Ferritin levels (µg/L) were log-transformed prior to analysis; geometric mean ferritin levels are reported. Mean ferritin levels were compared using a t-test (independent and paired, as appropriate) and the proportion with iron deficiency was compared with a likelihood ratio chi-square test. A generalized linear model with normal response was used to adjust for age class and gender when comparing ferritin levels between persons negative and positive for a H. pylori infection at the initial study visit. A paired t-test was used to account for the dependence across observations induced by measuring ferritin in the same individuals at two different time points. All p-values are two-sided and exact when sample size necessitated. All statistical tests were run in SAS version 9.2 (Cary, NC) and StatXact9 (Cytel Comporation, Cambridge, MA).

Results

Ferritin levels at enrollment

There were 317 persons recruited into the original study (18) and we measured a serum ferritin level from 254 (80%) of those persons; the remaining 63 persons did not have sufficient serum available for testing. After excluding 13 persons that had an iron supplement prescription documented in their medical record at the time of enrollment, 241 persons, both positive and negative for an H. pylori infection, remained and were included in the analysis (Table 1). At enrollment, the geometric mean serum ferritin level (GMF) for females was lower than males (p<0.01). The GMF in females increased with increasing age class (p<0.01), but not for males (p=0.41). H. pylori infection was detected by UBT in 121/241 (50%) persons. Females infected with H. pylori had a lower GMF than uninfected females (p=0.003), but this was not true for males (p=0.70).

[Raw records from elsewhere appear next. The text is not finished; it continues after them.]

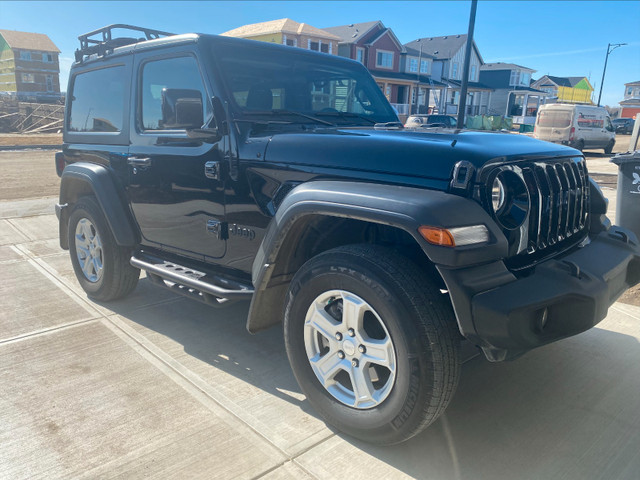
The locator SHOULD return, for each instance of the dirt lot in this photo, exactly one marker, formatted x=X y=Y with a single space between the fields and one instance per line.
x=10 y=139
x=29 y=174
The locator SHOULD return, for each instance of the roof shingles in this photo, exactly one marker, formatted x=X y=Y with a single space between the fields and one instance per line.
x=29 y=41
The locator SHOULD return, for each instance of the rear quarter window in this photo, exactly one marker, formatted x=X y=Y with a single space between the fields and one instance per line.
x=97 y=101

Females in the two age classes corresponding with likely premenopausal status (<45, 45–<55) had a lower GMF if they were infected with H. pylori compared with those not infected (p=0.03, for both). This was not true for females in the postmenopausal age class (≥ 55; p=0.47). After adjusting for age class and sex, persons infected with H. pylori had a lower GMF than persons not infected (37 µg/L vs. 50 µg/L; p=0.04). The GMF was not different in persons infected with cagA-positive versus cagA-negative strains of H. pylori (35 µg/L vs. 60 µg/L; p=0.14).

Table 1.

Serum ferritin levels and iron deficiency at study enrollment in Alaska Native adults with and without a Helicobacter pylori infection; Anchorage, Alaska; September, 1998 – December, 2000.

Geometric
mean ferritin		 Iron
deficiencya
Study cohort (n=241) 42 µg/L 27 (11%)
Female (n=158) 36 µg/L 21 (13%)
  <45 years (n=70) 27 µg/L 10 (14%)
  45 –<55 years (n=47) 35 µg/L 8 (17%)
  ≥ 55 years (n=41) 60 µg/L 3 (7%)
Male (n=83) 61 µg/L 6 (7%)
  <45 years (n=37) 51 µg/L 3 (8%)
  45 –<55 years (n=22) 79 µg/L 2 (9%)
  ≥ 55 years (n=24) 63 ug/L 1 (4%)
H. pylori negativeb (n=120) 50 µg/Lc 8 (7%)d
H. pylori positiveb (n=121) 37 µg/Lc 19 (16%)d
  cagA positivee (n=95) 35 µg/Lf 15 (16%)
  cagA negative (n=10) 60 µg/Lf 1 (10%)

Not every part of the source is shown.